Indeed that’s the intention, but in practice gerrymandering often leads to the opposite outcome where urban cores are divided up with large rural areas to suppress one side’s votes.
See Utah’s districts for the most obvious example of this. It would be logical to group Salt Lake City in one district, Provo + some suburbs in another, then the rural areas in the remaining districts. But instead the city is divided evenly such that each part of the city is in a different district, with every district dominated by large rural areas.
bufalo1973@europe.pub 7 months ago
Proportional representatives. Of a party gets a 30%of the votes, it gets a 30%ish of the seats.
iglou@programming.dev 7 months ago
The arguably huge downside of this, is that it cuts the direct line from you to a representative. That undermines democracy, because it undermines your capacity to be heard.
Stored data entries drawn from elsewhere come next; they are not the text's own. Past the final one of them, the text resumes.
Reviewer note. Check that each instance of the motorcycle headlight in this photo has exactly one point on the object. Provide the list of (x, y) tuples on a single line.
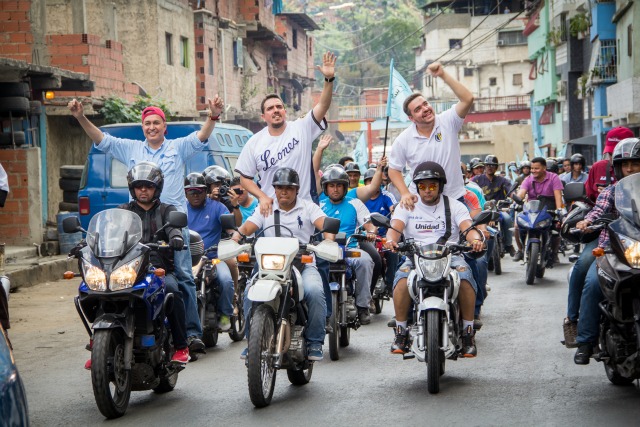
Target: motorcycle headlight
[(631, 250), (273, 262), (94, 277), (125, 277), (433, 269)]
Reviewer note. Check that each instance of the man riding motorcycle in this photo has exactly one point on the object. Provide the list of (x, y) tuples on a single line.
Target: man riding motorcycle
[(351, 213), (427, 224), (302, 217)]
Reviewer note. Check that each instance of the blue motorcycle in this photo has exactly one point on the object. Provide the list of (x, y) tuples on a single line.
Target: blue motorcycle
[(535, 224), (124, 297)]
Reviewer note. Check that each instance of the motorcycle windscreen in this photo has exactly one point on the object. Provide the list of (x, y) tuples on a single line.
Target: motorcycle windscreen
[(627, 194), (113, 232)]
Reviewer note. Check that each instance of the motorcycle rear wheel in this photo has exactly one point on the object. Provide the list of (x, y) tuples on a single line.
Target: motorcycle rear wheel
[(111, 382), (261, 374), (334, 348), (432, 329), (534, 254)]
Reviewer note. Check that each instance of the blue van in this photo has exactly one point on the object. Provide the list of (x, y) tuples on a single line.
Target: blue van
[(104, 179)]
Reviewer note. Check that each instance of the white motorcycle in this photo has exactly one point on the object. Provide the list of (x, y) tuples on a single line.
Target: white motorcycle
[(276, 339), (433, 287)]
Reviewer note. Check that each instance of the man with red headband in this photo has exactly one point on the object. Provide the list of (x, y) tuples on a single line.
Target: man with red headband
[(171, 155)]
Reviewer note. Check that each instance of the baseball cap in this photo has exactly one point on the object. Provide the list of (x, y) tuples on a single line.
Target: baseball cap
[(614, 136)]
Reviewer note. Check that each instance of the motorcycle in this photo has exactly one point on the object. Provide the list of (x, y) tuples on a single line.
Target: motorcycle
[(208, 294), (535, 224), (279, 318), (124, 297), (433, 287)]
bufalo1973@europe.pub 7 months ago
Does your representative ever done something you asked for?
iglou@programming.dev 7 months ago
I’m not anerican so I’m unsure how pertinent my experience is.
But yes, my representatives often hold public neetings in which anyone is invited, although I don’t go there myself.
Jarix@lemmy.world 7 months ago
If the “direct line” is theoretical anyway it just doesn’t matter anyway.
I don’t have any citations sorry, but I did look into this about 15 years ago for reasons I no longer remember, and what I learned is that in most places with large overall populations that uses a system like this, where leadership is not voted for independently of local representation, the representatives overwhelmingly vote along party leadership not on the community they represent.